Code needed in java.
The strategy here uses a temporary dummy node as the start of
the result list. The pointer Tail always points to the last node in
the result list, so appending new nodes is easy.
The dummy node gives the tail something to point to initially when
the result list is empty. This dummy node is efficient, since it is
only temporary, and it is allocated in the stack. The loop
proceeds, removing one node from either ‘a’ or ‘b’, and adding it
to the tail. When
We are done, the result is in dummy.next.

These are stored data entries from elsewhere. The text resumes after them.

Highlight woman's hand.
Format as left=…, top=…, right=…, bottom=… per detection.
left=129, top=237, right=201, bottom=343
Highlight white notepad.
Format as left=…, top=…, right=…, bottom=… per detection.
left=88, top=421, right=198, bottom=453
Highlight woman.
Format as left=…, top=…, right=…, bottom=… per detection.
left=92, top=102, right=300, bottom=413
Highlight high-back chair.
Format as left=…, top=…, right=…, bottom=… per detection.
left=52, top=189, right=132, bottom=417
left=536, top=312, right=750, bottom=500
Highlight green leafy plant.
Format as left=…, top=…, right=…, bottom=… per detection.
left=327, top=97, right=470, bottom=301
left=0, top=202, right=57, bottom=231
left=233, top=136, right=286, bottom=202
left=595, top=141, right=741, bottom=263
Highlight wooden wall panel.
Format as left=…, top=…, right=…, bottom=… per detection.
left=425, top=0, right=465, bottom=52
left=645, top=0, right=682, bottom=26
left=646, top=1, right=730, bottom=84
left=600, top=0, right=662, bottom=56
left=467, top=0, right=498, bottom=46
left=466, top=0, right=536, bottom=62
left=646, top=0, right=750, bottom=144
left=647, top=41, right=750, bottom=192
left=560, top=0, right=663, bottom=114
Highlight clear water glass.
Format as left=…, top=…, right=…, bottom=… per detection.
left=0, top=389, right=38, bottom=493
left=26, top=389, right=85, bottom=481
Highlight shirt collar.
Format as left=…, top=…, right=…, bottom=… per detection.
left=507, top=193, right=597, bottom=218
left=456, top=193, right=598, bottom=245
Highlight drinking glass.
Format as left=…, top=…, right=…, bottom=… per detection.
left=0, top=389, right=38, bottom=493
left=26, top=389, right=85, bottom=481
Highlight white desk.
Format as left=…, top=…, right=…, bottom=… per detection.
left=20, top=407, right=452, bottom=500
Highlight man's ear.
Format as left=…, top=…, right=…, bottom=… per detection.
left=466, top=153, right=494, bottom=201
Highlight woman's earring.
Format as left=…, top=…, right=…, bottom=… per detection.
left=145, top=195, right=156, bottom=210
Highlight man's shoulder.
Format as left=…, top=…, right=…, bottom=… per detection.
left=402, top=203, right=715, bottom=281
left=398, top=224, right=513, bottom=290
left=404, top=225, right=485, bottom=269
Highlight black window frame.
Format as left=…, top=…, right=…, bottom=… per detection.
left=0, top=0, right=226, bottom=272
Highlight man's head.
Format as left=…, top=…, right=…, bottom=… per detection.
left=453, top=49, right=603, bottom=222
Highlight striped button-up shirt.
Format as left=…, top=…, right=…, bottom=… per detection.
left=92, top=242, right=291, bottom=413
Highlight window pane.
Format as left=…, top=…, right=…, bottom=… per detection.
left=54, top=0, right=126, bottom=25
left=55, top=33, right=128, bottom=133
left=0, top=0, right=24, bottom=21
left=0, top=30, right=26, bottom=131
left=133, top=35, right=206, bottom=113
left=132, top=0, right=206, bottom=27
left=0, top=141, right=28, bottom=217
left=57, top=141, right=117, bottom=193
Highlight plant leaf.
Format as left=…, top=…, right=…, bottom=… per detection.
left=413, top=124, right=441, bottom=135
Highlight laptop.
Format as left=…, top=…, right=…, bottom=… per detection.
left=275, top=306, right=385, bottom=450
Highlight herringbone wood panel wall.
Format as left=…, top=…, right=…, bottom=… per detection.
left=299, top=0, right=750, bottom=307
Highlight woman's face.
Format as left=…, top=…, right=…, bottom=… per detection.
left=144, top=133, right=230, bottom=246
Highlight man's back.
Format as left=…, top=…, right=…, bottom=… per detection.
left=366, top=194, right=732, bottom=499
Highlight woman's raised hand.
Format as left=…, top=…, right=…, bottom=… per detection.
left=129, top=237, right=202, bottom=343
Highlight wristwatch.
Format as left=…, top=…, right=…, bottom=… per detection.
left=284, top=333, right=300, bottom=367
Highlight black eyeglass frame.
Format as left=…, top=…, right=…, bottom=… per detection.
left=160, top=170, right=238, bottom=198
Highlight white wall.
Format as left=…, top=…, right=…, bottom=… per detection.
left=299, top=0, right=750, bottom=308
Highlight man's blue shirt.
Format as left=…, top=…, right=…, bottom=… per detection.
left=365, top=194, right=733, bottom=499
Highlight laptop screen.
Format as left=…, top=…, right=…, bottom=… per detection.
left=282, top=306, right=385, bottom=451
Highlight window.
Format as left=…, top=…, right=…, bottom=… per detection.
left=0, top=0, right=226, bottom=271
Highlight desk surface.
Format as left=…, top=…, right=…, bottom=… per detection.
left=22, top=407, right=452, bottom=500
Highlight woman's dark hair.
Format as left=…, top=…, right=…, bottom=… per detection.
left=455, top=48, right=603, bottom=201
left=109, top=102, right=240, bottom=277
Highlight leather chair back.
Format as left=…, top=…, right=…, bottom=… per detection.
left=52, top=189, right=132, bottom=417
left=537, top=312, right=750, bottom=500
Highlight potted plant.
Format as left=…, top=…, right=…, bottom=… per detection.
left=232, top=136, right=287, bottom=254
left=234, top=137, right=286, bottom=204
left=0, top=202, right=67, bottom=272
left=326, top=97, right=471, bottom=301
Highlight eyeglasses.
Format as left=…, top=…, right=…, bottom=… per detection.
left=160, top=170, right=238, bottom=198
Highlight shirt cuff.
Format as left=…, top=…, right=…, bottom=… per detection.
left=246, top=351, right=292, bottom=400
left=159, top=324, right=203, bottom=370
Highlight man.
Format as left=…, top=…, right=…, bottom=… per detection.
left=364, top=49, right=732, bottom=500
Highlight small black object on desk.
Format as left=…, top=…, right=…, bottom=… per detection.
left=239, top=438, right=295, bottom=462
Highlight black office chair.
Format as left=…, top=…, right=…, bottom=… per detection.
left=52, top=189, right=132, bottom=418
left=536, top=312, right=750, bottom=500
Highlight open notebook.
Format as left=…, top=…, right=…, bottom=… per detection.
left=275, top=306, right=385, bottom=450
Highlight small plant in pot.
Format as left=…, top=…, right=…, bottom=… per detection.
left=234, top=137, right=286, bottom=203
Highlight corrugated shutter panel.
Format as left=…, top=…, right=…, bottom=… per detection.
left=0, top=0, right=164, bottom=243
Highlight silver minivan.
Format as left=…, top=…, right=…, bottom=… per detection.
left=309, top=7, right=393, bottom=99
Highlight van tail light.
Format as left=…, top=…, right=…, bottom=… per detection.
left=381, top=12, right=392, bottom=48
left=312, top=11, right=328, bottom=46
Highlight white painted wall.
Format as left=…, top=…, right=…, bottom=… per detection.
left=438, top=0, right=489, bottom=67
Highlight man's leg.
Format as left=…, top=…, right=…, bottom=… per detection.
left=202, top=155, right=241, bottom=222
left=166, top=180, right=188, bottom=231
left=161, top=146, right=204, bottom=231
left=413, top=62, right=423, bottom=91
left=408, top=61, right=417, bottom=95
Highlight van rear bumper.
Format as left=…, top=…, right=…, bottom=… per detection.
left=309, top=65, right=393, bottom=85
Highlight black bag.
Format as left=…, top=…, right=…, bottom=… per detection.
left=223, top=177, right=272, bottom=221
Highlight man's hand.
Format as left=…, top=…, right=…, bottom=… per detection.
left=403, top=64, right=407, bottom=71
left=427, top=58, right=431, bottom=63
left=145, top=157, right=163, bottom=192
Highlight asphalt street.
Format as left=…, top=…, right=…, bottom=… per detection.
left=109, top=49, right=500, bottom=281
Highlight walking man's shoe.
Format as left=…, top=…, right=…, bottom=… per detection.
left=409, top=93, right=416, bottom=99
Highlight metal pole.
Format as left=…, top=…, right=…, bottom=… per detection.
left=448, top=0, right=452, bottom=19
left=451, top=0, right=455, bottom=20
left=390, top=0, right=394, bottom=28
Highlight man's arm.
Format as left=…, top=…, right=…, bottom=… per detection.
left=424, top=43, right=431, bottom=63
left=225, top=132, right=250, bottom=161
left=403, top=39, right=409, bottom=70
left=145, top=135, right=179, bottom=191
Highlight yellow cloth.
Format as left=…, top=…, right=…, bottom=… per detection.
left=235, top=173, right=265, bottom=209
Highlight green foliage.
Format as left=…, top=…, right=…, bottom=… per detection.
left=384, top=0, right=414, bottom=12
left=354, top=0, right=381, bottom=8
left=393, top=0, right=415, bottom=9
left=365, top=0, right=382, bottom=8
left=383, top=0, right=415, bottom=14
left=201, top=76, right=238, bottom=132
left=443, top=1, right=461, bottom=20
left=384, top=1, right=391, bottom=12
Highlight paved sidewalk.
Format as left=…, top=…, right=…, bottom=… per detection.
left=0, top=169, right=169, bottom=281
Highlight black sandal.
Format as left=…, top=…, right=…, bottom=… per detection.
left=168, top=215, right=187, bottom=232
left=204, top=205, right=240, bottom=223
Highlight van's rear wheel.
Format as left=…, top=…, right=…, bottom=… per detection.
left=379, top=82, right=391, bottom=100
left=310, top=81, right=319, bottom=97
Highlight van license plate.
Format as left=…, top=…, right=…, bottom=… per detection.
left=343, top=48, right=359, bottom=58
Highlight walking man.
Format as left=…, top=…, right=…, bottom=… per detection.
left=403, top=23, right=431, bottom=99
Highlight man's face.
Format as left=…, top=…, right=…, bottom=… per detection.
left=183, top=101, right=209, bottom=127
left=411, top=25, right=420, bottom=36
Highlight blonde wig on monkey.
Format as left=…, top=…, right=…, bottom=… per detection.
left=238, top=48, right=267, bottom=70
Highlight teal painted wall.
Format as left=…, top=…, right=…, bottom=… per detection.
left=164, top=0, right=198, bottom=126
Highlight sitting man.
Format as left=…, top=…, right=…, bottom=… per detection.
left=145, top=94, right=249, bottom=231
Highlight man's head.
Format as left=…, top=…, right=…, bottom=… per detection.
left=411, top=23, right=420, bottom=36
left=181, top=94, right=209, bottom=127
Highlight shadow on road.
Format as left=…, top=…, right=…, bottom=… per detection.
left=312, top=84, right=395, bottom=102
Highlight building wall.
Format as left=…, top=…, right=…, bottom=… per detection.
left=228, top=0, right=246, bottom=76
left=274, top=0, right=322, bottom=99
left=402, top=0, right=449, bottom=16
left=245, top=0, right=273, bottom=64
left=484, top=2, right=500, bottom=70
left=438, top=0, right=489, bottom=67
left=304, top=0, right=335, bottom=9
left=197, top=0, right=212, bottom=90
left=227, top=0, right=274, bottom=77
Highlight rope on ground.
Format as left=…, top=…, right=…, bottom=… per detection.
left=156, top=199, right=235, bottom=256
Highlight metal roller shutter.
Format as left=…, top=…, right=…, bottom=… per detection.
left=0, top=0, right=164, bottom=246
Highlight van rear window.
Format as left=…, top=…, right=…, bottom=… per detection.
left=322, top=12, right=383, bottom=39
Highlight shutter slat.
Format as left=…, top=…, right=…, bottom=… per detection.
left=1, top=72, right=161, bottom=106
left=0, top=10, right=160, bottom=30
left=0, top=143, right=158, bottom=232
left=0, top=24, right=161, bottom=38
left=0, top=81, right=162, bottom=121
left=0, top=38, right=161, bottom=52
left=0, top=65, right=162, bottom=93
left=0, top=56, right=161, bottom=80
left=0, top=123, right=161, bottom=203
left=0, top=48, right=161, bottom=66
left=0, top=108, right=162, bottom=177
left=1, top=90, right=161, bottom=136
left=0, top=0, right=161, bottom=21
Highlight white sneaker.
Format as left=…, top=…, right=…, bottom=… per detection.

/* Java program to merge two
sorted linked lists */
import java.util.*;
/* Link list node */
class Node
{
int data;
Node next;
Node(int d) {data = d;
next = null;}
}
class MergeLists
{
Node head;
/* Method to insert a node at
the end of the linked list */
public void addToTheLast(Node node)
{
if (head == null)
{
head = node;
}
else
{
Node temp = head;
while (temp.next != null)
temp = temp.next;
temp.next = node;
}
}
/* Method to print linked list */
void printList()
{
Node temp = head;
while (temp != null)
{
System.out.print(temp.data + " ");
temp = temp.next;
}
System.out.println();
}
// Driver Code
public static void main(String args[])
{
/* Let us create two sorted linked
lists to test the methods
Created lists:
llist1: 5->10->15,
llist2: 2->3->20
*/
MergeLists llist1 = new MergeLists();
MergeLists llist2 = new MergeLists();
// Node head1 = new Node(5);
llist1.addToTheLast(new Node(5));
llist1.addToTheLast(new Node(10));
llist1.addToTheLast(new Node(15));
// Node head2 = new Node(2);
llist2.addToTheLast(new Node(2));
llist2.addToTheLast(new Node(3));
llist2.addToTheLast(new Node(20));
llist1.head = new Gfg().sortedMerge(llist1.head,
llist2.head);
llist1.printList();
}
}
class Gfg
{
/* Takes two lists sorted in
increasing order, and splices
their nodes together to make
one big sorted list which is
returned. */
Node sortedMerge(Node headA, Node headB)
{
/* a dummy first node to
hang the result on */
Node dummyNode = new Node(0);
/* tail points to the
last result node */
Node tail = dummyNode;
while(true)
{
/* if either list runs out,
use the other list */
if(headA == null)
{
tail.next = headB;
break;
}
if(headB == null)
{
tail.next = headA;
break;
}
/* Compare the data of the two
lists whichever lists' data is
smaller, append it into tail and
advance the head to the next Node
*/
if(headA.data <= headB.data)
{
tail.next = headA;
headA = headA.next;
}
else
{
tail.next = headB;
headB = headB.next;
}
/* Advance the tail */
tail = tail.next;
}
return dummyNode.next;
}
}